Nvidia's main sources of income in the third quarter of this year
During the earnings call, Nvidia CFO Colette Kress specifically pointed out that data center revenue in China increased quarter-on-quarter in the latest quarter, but it was still far below the level before export controls were implemented. However, she believes that the Chinese market will remain highly competitive in the future, and Nvidia will continue to comply with export controls while providing services to customers.
However, during Nvidia CEO Jen-Hsun Huang's visit to Hong Kong last month, his comments on the Chinese business were vague. He stated that Nvidia would continue to "retain" its business in China.

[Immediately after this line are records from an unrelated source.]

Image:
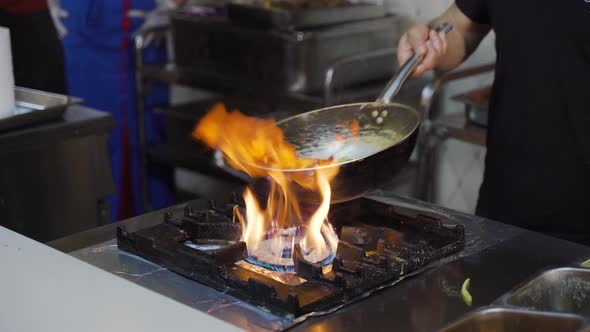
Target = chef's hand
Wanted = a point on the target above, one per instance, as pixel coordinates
(424, 41)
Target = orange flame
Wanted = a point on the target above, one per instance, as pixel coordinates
(258, 148)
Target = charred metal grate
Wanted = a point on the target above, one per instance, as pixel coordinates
(378, 244)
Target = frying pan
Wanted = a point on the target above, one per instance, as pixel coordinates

Meanwhile, in response to the question about what strategy Nvidia would adopt in the Chinese market in the future, Nvidia responded, "We do not comment on products that have not yet been released."
Not only in China, but Nvidia is also undergoing an anti-monopoly investigation by the U.S. Department of Justice.
In early August this year, according to a report by the U.S. magazine Information cited by Xinhua News Agency, the U.S. Department of Justice initiated an anti-monopoly investigation into Nvidia, primarily due to complaints from Nvidia's competitors that Nvidia may have abused its dominant market position when selling AI chips.
Based on this, the U.S. Department of Justice is investigating whether Nvidia is forcing cloud computing providers to purchase multiple Nvidia products. The investigation also involves whether Nvidia raises network equipment prices for customers who want to purchase AI chips from competitors such as Advanced Micro Devices (AMD).
It is alleged that the above investigation is still in its early stages.
Nvidia's B100 chip uses SK Hynix's HBM memory chip
It is worth mentioning that the United States recently imposed additional chip sanctions on China.
On December 2, local time, the U.S. Department of Commerce's Bureau of Industry and Security (BIS) announced new rules for semiconductor export controls against China, adding 140 companies to the Entity List, including 136 Chinese companies, one Japanese company, one Singaporean company, and two Korean companies. At the same time, the new rules further restrict the export of 24 semiconductor manufacturing equipment and three software tools and control high-bandwidth memory (HBM) required for AI chips.